Former pub in Sydney, Australia

The Grand Hotel was a pub located at Broadway, Railway Square, in the suburb of , Sydney in the state of New South Wales, Australia.

The hotel was established in 1849 and demolished in 1983, where it was situated at 815-821 George Street, Haymarket and backed onto Bijou Lane as its rear entrance. The Grand Hotel was later replaced by a $3.6 million motel development complex which included retail shops. Some of the original structure remains at the back but from the front it is totally unrecognisable from its original look.

== History ==
Primarily its history was the same as many hotels of the time but in September 1977 its publican Dennis (last name unknown) opened its doors to the new music craze of the time, punk rock. At first the bands were booked by the manager and lead singer of Johnny Dole & The Scabs, Ray Walsh and Johnny Dole and the first bands to play there were Johnny Dole & The Scabs supported by Tommy & The Dipsticks.

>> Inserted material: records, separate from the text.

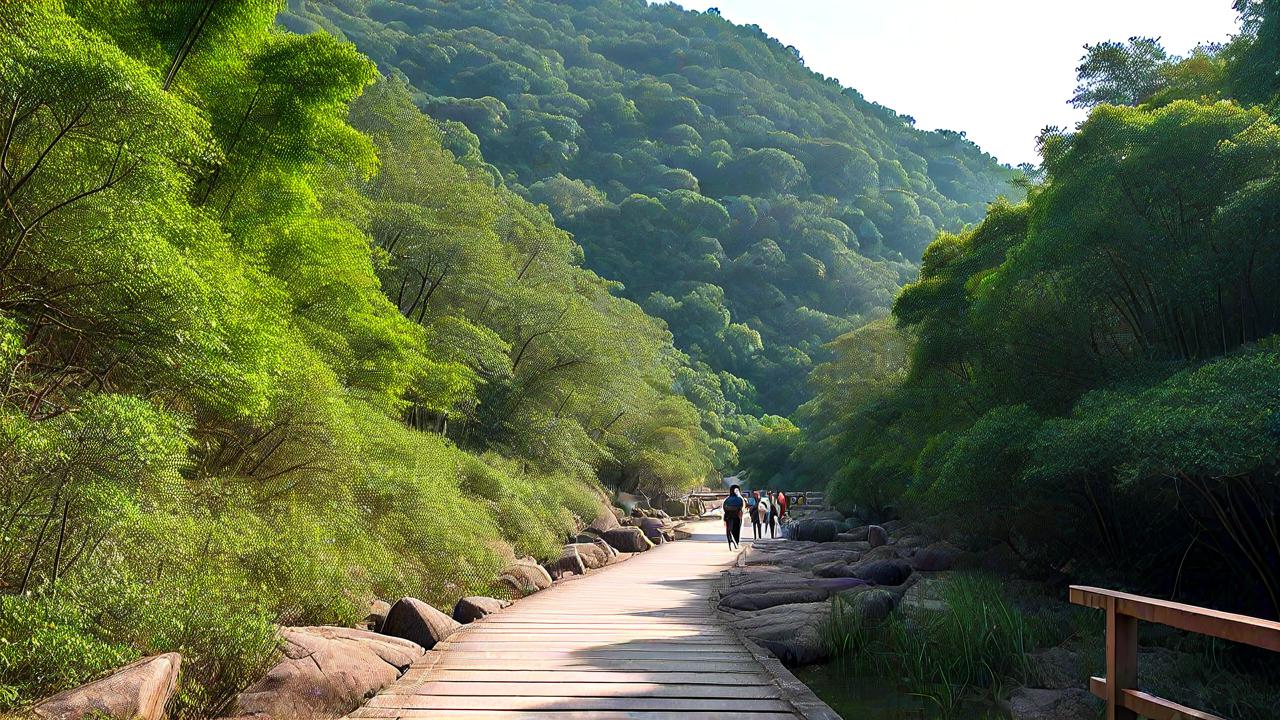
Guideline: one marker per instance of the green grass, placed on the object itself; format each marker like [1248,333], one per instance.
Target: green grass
[977,647]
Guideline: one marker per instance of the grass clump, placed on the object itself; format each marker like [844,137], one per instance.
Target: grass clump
[974,645]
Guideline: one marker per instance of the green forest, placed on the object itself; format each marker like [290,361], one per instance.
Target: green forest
[1092,377]
[758,208]
[310,302]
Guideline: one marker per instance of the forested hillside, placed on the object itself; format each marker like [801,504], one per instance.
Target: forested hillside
[1092,377]
[270,350]
[757,206]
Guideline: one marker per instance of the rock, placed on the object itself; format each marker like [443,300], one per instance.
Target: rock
[882,552]
[935,557]
[883,572]
[570,563]
[327,673]
[652,528]
[417,621]
[525,578]
[471,609]
[1056,669]
[792,633]
[771,597]
[810,529]
[1072,703]
[378,610]
[627,540]
[877,536]
[138,691]
[593,555]
[874,604]
[606,520]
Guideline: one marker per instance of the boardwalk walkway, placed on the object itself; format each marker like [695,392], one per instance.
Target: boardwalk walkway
[638,641]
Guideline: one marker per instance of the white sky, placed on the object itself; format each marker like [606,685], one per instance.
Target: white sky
[997,69]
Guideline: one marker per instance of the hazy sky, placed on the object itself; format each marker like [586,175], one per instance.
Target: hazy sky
[997,69]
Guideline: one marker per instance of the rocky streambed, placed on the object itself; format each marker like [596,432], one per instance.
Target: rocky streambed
[782,592]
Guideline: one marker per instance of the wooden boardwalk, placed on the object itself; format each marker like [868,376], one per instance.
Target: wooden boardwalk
[638,641]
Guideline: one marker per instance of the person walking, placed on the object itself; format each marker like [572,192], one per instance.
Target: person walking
[753,506]
[732,509]
[773,515]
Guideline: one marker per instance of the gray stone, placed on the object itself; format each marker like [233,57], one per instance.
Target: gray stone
[1038,703]
[810,529]
[525,578]
[327,673]
[792,633]
[417,621]
[883,572]
[137,691]
[593,555]
[378,610]
[627,540]
[474,607]
[606,520]
[873,604]
[877,536]
[570,563]
[1056,668]
[771,597]
[935,557]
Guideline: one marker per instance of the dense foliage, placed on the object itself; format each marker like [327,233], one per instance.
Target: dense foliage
[270,349]
[757,206]
[1092,377]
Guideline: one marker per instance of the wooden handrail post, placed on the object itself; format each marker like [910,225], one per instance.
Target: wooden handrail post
[1121,661]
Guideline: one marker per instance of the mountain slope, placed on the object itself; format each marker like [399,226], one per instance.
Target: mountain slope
[757,206]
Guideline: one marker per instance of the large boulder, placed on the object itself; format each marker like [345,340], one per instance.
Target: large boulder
[759,598]
[378,610]
[1056,668]
[792,633]
[570,563]
[474,607]
[810,529]
[417,621]
[525,578]
[138,691]
[627,540]
[935,557]
[873,604]
[327,673]
[1038,703]
[883,572]
[606,520]
[593,555]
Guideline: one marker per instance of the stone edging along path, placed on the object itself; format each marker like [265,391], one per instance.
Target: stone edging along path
[636,641]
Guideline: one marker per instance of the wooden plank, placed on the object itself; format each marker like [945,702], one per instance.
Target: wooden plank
[679,677]
[563,715]
[638,642]
[602,664]
[1151,706]
[448,688]
[547,703]
[1215,623]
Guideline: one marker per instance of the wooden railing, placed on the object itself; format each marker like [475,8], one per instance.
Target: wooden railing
[1119,689]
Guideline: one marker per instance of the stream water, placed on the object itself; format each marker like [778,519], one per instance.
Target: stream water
[868,698]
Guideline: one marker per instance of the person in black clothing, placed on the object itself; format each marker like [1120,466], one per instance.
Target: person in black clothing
[773,515]
[732,507]
[753,506]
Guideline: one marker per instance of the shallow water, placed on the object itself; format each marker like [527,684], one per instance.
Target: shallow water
[864,698]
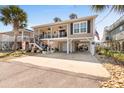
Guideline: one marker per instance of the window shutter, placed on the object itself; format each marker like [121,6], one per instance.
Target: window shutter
[71,28]
[88,28]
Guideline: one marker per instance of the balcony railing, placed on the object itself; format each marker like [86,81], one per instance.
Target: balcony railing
[54,35]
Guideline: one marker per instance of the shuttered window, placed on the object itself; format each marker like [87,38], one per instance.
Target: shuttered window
[80,27]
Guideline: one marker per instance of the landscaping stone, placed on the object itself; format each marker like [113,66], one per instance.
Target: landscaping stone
[116,70]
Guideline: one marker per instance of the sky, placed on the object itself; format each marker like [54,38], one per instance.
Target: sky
[43,14]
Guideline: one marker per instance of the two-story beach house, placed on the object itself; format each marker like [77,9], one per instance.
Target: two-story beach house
[68,36]
[23,39]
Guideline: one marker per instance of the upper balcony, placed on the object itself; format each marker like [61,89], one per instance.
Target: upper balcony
[52,32]
[57,34]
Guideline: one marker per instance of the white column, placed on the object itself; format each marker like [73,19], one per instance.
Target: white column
[23,45]
[68,29]
[22,35]
[48,45]
[93,29]
[51,31]
[67,46]
[71,46]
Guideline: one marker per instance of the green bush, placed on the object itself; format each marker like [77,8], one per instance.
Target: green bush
[118,56]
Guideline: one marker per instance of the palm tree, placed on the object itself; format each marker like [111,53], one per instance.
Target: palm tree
[73,16]
[15,16]
[116,8]
[57,19]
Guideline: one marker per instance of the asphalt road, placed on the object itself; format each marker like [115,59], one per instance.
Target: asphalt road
[21,75]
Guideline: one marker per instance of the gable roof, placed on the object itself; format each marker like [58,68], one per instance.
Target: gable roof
[66,21]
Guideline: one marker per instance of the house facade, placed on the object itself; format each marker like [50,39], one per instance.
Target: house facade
[68,36]
[113,36]
[23,39]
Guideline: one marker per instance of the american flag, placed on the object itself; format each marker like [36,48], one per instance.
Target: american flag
[97,35]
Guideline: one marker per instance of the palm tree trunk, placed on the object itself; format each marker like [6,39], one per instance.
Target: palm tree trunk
[15,40]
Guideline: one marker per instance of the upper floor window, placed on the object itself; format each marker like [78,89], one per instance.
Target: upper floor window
[80,27]
[76,28]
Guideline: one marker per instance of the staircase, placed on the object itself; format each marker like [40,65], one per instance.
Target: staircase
[36,45]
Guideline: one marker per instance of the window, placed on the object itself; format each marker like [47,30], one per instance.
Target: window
[80,27]
[76,28]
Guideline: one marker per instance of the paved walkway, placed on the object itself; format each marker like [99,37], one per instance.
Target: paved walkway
[76,63]
[21,75]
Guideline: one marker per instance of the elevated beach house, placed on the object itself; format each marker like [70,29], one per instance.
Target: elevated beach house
[73,35]
[23,39]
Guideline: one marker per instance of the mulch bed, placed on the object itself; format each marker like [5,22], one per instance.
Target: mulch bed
[116,69]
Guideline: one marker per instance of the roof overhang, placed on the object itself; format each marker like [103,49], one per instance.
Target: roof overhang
[66,21]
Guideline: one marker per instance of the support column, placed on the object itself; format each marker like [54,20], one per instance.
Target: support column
[71,49]
[48,45]
[23,44]
[67,46]
[51,31]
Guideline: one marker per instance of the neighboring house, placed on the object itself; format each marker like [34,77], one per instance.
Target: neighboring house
[113,36]
[23,39]
[67,36]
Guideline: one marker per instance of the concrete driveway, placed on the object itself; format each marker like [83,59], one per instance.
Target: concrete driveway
[52,70]
[77,63]
[21,75]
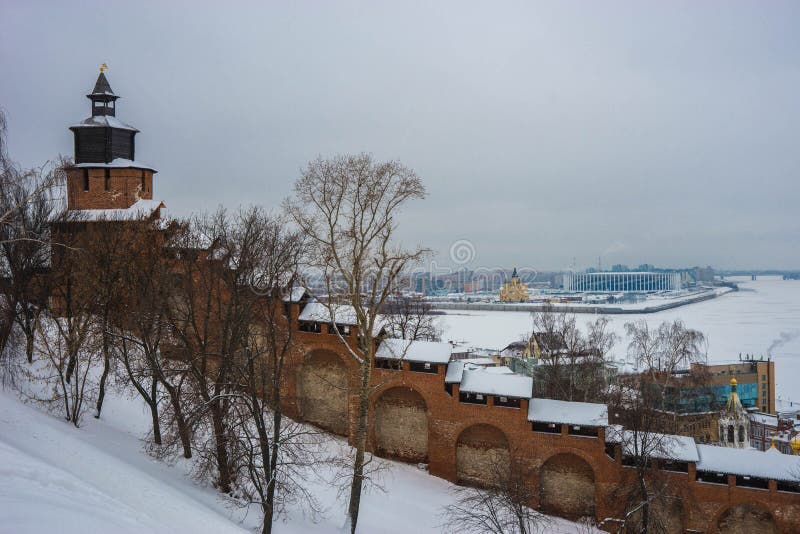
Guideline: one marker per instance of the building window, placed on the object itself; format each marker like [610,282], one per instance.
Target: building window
[423,367]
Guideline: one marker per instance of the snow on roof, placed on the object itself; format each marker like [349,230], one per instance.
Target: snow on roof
[497,369]
[116,163]
[104,121]
[479,361]
[477,380]
[141,209]
[571,413]
[454,371]
[295,295]
[749,462]
[670,446]
[414,351]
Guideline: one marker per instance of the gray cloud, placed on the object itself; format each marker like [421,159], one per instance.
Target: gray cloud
[543,131]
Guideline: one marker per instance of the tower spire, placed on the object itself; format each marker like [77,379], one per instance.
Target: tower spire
[102,96]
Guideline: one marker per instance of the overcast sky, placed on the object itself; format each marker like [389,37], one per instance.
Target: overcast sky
[660,132]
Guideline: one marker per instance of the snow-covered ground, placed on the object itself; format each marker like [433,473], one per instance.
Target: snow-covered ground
[763,318]
[98,478]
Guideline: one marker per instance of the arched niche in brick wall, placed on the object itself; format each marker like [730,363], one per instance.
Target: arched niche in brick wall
[746,519]
[665,514]
[482,455]
[401,425]
[322,391]
[566,487]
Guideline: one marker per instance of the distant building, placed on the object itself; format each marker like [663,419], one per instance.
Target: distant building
[734,424]
[630,282]
[755,379]
[514,290]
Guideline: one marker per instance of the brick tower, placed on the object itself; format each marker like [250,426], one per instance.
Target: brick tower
[106,175]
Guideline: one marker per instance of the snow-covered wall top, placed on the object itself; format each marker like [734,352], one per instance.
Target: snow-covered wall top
[749,462]
[414,351]
[571,413]
[139,210]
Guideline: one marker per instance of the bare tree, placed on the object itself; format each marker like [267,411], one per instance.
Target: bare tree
[275,451]
[573,361]
[27,201]
[663,351]
[502,508]
[347,206]
[71,352]
[139,325]
[643,443]
[411,317]
[211,316]
[67,339]
[109,252]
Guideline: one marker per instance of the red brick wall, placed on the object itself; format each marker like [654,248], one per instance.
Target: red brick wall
[124,188]
[448,421]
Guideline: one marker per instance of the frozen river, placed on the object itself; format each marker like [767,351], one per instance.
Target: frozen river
[762,319]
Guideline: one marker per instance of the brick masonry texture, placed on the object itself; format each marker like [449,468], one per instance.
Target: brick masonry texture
[572,475]
[124,188]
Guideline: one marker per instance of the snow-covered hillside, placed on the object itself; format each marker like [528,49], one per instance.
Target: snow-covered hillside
[98,478]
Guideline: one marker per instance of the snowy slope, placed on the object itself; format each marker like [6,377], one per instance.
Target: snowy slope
[56,478]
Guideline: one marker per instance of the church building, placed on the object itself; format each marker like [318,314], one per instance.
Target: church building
[514,290]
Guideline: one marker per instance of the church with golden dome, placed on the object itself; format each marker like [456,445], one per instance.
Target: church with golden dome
[514,290]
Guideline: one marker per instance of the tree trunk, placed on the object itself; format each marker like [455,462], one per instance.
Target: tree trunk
[101,394]
[223,465]
[269,510]
[154,412]
[361,445]
[180,421]
[29,339]
[73,360]
[645,505]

Opening the Grand Hotel to punk rock coincided with the Oxford Funhouse at Taylor Square closing its doors to the bands that played there, which included punk rock bands such as Radio Birdman, Psycho Surgeons and also Johnny Dole & The Scabs. Because of this the Grand Hotel would gain the reputation of "the" place to play for a punk rock band and for starting the career of some of Australia’s most well known bands including Mental As Anything.

The Grand Hotel as a venue for punk rock was short lived and stopped the bands around 1979 but during this time most of the bands that played there have gone on to be the origins of what would soon be called new wave, which spawned many well known bands that still play into the present including Rocks, and The Thought Criminals.